Sadiq Khan had ploughed £2m into the initiative, hoping it would provide “thousands of job opportunities”. Westminster City Council had also backed the scheme with a £1m business support grant.
The scheme’s focus was on encouraging progression, increasing diversity and getting people into work, according to New West End Company chief executive Dee Corsi.
It will pioneer a rapid recruitment approach, where CVs are scrapped in favour of on-the-job trials and accelerated training.
The initiative was created in partnership by Step Ahead, New West End Company, Knightsbridge Partnership, Step Ahead Recruitment Agency and AttisTowns, and was devised by more than 100 hospitality and leisure industry leaders in the UK.
‘Westminster Works’ aimed to extend recruitment opportunities to underrepresented groups including ex-offenders, people with learning difficulties, those coming out of retirement, refugees, disabled people, students and parents returning to the workforce.
Keeping an open mind
Step Ahead chief executive Jackie Bedford said employers needed to have “open minds” and be “innovative and flexible” through bringing in employees they may not have considered in the past. The public really backed this kind of initiative, she added, and employers should “boast about this”.
For instance, a team of deaf people could pair with a hearing person, and people who spoke different languages could team with an English-speaking person to find ways of working.
Bedford advised employers not to insist on CVs. Instead, they could invite employees to come for a taster day instead, which was more effective than an interview as showed how they acted in a real-life situation.
She added: “None of us had experience when we started out, but somebody believed in our potential and now we’ve grown in our roles.”
Westminster, which includes the West End, is home to 3,700 pubs, bars, restaurants and cafes, and supports 120,000 jobs in the city. Businesses wanting to participate in the scheme will be asked to sign a ‘Westminster Works’ pledge that promises prospective employees respect, reward and progression.
Long hours and low pay had painted the sector in a bad light, the speakers agreed. Westminster city council planning and development cabinet member Geoff Barraclough said attitudes towards working life had changed since the pandemic.
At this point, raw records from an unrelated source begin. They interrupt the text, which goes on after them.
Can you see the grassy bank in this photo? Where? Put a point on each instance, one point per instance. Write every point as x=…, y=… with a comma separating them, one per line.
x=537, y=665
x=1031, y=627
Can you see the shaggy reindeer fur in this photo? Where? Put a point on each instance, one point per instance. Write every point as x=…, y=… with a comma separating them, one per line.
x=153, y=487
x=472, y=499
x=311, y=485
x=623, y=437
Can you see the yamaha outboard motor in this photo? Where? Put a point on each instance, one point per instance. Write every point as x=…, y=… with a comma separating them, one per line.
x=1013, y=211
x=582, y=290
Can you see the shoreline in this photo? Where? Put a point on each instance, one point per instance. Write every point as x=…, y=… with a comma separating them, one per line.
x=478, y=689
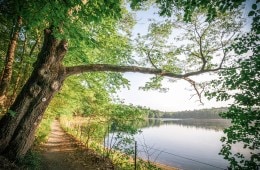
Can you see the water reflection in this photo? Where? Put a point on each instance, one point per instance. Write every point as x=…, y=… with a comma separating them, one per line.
x=177, y=139
x=216, y=124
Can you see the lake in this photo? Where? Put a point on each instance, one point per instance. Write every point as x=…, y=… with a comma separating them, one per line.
x=186, y=144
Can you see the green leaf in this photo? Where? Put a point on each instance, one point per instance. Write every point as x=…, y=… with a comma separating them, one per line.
x=251, y=13
x=12, y=113
x=254, y=6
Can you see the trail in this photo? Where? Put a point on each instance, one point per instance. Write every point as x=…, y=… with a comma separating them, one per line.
x=62, y=152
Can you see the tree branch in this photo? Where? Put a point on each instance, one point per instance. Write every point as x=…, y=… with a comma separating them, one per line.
x=123, y=69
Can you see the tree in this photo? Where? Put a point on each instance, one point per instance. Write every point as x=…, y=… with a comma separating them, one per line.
x=80, y=24
x=241, y=83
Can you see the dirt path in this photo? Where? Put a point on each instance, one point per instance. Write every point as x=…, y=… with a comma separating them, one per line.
x=62, y=152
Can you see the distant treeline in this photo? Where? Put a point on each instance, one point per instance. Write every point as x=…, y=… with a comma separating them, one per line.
x=212, y=113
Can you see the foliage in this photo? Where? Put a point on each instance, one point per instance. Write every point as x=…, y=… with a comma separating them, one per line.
x=167, y=7
x=32, y=160
x=241, y=83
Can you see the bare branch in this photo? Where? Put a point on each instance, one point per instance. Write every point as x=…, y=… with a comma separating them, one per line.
x=123, y=69
x=193, y=83
x=149, y=57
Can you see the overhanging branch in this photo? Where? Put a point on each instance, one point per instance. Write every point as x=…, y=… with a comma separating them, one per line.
x=123, y=69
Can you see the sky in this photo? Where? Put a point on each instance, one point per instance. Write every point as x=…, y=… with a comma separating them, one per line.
x=178, y=97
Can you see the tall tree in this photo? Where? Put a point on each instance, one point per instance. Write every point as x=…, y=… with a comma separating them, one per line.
x=241, y=83
x=78, y=23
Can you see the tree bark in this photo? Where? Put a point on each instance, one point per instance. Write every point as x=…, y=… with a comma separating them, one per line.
x=17, y=131
x=17, y=128
x=8, y=69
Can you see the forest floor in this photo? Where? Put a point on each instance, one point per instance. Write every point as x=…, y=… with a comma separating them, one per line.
x=62, y=152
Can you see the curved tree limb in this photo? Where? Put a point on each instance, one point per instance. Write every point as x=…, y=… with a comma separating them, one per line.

People now had new ideas about what they wanted to earn and what they wanted from a work/life balance.
Making hospitality sexy again
He said operators needed to shift the perspective on hospitality through showing the job prospects were there, you can earn money in hospitality, and it was possible to work in “quite glamorous locations”.
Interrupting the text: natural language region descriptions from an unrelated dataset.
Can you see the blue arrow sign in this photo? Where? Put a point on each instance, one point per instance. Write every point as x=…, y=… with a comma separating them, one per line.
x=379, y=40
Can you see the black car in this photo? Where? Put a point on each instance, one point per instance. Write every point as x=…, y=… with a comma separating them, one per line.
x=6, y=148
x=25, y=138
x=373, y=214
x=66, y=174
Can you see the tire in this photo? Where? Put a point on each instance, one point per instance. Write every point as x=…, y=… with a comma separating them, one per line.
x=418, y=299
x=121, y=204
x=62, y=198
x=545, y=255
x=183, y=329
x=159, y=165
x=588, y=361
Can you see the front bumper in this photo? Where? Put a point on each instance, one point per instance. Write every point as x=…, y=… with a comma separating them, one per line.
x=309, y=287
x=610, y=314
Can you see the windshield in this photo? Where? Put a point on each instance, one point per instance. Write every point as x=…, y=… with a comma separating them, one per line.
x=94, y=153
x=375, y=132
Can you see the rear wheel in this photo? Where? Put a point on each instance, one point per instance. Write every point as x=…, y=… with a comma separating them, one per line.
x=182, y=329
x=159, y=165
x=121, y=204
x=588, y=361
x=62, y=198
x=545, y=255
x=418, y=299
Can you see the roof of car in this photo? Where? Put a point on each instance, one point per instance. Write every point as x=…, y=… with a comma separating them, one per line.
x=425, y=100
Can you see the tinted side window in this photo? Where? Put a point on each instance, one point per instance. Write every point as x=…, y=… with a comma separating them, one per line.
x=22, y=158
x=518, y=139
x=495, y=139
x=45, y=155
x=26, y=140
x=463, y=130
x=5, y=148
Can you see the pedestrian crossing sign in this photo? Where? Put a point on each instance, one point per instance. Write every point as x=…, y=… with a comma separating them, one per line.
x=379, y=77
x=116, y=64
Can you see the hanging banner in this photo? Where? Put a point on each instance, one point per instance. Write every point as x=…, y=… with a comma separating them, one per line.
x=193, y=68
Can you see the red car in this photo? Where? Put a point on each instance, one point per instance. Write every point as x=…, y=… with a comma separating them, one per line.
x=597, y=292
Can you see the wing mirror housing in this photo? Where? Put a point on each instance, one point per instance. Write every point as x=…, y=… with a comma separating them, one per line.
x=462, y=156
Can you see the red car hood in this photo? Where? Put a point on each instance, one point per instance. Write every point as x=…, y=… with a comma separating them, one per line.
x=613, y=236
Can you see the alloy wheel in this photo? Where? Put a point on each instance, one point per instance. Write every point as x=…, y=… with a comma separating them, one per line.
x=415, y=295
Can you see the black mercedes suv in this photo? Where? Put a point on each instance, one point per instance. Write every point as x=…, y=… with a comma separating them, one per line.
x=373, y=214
Knightsbridge Partnership and King’s Road Partnership chief executive officer Steven Medway added the scheme aimed to make hospitality “sexy and exciting again” through enacting a culture change in the sector.
Among the commitments, employers will be required to guarantee that they are paying at least the London Living Wage. There will also be a pledge to listening and responding to employees’ issues, championing diversity, adapting working practices when needed, offering more flexible hours and providing additional benefits for career progression.
Attis Towns director and Westminster Works project director Paul Barnes said more than 80 businesses had signed up to the scheme so far, but he was hoping to reach 400.
Rather than experience, he said employers should look to hire people with the “right attitude”, as they could then be trained.
Furthermore, Corsi wanted businesses to be immersed in Westminster Works. She said firms had inspired, informed, guided, shaped, tested, refined and implemented the programme, which caters to hospitality businesses on all levels.